Contos Desta e Doutra Vida
Versão para cópiaReligiões irmanadas
Comentávamos a conveniência de se irmanarem as religiões, em favor da concórdia no mundo, quando meu amigo Tertuliano da Cunha, desencarnado no Pará, falou entre brejeiro e sentencioso:
— Gente, é necessário pensar nisso com precaução. Ideia religiosa é degrau da verdade e o discernimento varia de cabeça para cabeça.
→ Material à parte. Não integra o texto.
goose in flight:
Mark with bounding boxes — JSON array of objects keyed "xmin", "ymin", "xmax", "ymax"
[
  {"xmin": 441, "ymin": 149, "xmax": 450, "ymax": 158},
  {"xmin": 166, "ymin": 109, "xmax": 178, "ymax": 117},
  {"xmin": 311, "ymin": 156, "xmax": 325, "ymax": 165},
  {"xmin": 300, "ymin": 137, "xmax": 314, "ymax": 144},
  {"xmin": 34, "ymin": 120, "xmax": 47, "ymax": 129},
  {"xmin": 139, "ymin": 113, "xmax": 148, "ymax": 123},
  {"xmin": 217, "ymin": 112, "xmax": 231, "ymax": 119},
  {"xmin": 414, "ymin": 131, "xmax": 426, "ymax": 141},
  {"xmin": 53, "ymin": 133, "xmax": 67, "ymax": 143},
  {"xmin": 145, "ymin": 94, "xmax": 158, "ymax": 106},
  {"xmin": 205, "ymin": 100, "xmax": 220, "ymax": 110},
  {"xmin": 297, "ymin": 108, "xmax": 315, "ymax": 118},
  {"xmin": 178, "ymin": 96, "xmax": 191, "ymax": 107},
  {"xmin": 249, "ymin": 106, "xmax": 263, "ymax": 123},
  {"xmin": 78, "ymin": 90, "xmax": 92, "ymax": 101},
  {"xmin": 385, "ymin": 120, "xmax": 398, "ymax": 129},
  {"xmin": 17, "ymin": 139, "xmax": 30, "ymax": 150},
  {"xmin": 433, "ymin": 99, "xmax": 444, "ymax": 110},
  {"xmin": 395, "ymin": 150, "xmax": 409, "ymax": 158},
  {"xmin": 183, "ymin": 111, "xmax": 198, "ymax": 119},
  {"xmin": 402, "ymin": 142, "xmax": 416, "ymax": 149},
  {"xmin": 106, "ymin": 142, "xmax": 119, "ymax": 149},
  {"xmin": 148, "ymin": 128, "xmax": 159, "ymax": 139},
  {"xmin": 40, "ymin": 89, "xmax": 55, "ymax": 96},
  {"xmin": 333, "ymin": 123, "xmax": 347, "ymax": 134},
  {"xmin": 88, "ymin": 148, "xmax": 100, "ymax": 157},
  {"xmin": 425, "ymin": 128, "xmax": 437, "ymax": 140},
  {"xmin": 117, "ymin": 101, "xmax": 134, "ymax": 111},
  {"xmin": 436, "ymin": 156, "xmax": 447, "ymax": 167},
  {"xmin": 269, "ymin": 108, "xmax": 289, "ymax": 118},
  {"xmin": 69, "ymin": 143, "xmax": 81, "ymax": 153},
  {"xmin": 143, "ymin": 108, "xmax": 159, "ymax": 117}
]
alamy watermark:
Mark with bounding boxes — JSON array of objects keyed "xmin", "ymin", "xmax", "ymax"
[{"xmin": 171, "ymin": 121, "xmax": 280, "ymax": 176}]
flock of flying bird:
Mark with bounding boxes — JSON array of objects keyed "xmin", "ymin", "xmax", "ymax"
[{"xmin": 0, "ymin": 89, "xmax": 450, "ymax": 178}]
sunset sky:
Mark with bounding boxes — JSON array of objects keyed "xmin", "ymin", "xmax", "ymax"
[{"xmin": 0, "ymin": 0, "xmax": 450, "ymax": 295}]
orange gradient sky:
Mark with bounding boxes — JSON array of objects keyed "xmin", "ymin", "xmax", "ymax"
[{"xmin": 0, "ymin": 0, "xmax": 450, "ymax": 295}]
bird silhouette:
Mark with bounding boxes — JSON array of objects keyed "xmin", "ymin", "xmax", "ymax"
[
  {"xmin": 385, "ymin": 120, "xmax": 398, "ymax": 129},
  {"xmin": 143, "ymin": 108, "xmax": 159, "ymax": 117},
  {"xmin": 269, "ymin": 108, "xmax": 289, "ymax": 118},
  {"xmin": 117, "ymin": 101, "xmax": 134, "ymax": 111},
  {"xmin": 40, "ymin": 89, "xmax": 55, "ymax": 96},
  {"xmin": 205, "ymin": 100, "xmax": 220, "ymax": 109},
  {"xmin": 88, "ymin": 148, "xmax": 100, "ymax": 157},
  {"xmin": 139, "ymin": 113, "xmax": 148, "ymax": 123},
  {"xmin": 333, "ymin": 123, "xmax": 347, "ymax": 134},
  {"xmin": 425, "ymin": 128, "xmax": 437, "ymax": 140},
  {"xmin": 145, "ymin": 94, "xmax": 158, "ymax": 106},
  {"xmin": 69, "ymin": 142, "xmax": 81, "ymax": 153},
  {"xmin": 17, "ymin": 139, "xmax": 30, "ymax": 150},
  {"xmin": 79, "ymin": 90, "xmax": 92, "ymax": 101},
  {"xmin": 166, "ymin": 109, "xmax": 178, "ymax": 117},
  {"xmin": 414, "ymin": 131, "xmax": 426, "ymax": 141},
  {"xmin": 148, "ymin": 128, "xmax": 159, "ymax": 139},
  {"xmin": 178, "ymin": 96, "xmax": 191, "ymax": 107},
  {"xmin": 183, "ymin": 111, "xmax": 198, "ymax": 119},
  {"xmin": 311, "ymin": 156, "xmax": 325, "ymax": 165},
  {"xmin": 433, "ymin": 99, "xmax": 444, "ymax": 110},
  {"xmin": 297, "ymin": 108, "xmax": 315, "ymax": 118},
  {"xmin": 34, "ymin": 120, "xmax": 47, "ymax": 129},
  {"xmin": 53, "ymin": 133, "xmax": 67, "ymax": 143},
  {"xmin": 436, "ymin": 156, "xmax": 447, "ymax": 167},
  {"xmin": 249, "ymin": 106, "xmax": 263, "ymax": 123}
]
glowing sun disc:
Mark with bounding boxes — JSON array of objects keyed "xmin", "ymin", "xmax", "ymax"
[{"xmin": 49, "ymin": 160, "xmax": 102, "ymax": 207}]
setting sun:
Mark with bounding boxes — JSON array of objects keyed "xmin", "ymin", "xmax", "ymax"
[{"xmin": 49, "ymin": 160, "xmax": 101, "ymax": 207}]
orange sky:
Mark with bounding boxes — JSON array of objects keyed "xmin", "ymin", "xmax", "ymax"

Exaltam vocês a excelência de larga iniciativa, em que os múltiplos templos sejam convocados à integração num plano único de atividade; entretanto, não será muito cedo para semelhante cometimento?
Porque a pergunta vagueasse no ar, o experiente sertanista piscou os olhos, sorriu malicioso e aduziu:
— Isso me faz lembrar curiosa fábula que me foi relatada por velho índio, numa de minhas excursões no Xingu.
E contou:
— Reza uma lenda amazônica que, certa feita, a onça, muito bem posta, surgiu na selva, imensamente transformada. Ela, que estimava a astúcia e a violência, nas correrias contra animais indefesos, escondia as garras tintas de sangue e dizia acalentar o propósito de reunir todos os bichos no caminho da paz. Declarava haver entendido, enfim, que Deus é o Pai de todas as criaturas e que seria aconselhável que todas o adorassem num só verbo de amor. Confessava os próprios erros. Reconhecia haver abusado da inteligência e da força. Despertara o terror e a desconfiança de todos os companheiros, quando era seu justo desejo granjear-lhes a simpatia e a veneração. Convertera-se, porém, a princípios mais elevados. Queria reverenciar o Supremo Senhor, que acendera o Sol, distribuíra a água e criara o arvoredo, animada de intenções diferentes. Para isso, convidava os irmãos à unidade. Poderiam, agora, viver todos em perpétua harmonia, porquanto, arrependida dos crimes que cometera, aspirava somente a prestigiar a fé única. Renunciaria ao programa de guerra e dominação. Não mais perseguiria ou injuriaria a quem quer que fosse. Pretendia simplesmente estabelecer na floresta uma nova ordem, que a todos levasse a se prosternarem perante Deus, honrando a fraternidade. Solenizando o acontecimento, congraçar-se-ia a família do labirinto verde em grande furna, para manifestações de louvor à Providência Divina. Macacos e cervos, lebres e pacas, tucanos e garças, patos e rãs, que oravam, em liberdade, a seu modo, escutaram o nobre apelo, mas duvidaram da sinceridade de tão alto discurso. Todavia, apareceram serpentes e raposas, aranhas e abutres, amigos incondicionais do ardiloso felídeo, aderindo-lhe ao brilhante projeto. E tamanhos foram os argumentos, que a bicharada mais humilde se comoveu, assentando, por fim, que era justo aceitar-se a proposta feita em nome do Pai Altíssimo. Marcado o dia para a importante assembleia, todos se dirigiram para a loca escolhida, repentinamente transfigurada em santuário de flores. Quando a cerimônia ia a meio caminho, com as raposas servindo de locutoras para entreter os ouvintes, as serpentes deitaram silvos estranhos sobre os crentes pacatos as aranhas teceram escura teia nos orifícios do antro, embaçando o ambiente, os abutres entupiram a porta de saída, e a onça, cruel, avançou sobre as presas desprevenidas, transformando a reunião em pavoroso repasto… E os bichos que sobraram foram escravizados na sombra, para banquete oportuno…
Nosso amigo fez longa pausa e ajuntou:
— A união de todos os credos é meta divina para o divino futuro, mas, por enquanto, a Terra ainda está fascinada pelo critério da maioria. Como vemos, é possível trabalhar pela conciliação dos religiosos de todas as procedências; no entanto, segundo anotamos, será preciso enfrentar a onça e os amigos da onça… Onde o melhor caminho para a melhor solução?…
Sorrimos todos, desapontados, mas não houve quem quisesse continuar o exame do assunto, após a palavra do engraçado e judicioso comentarista.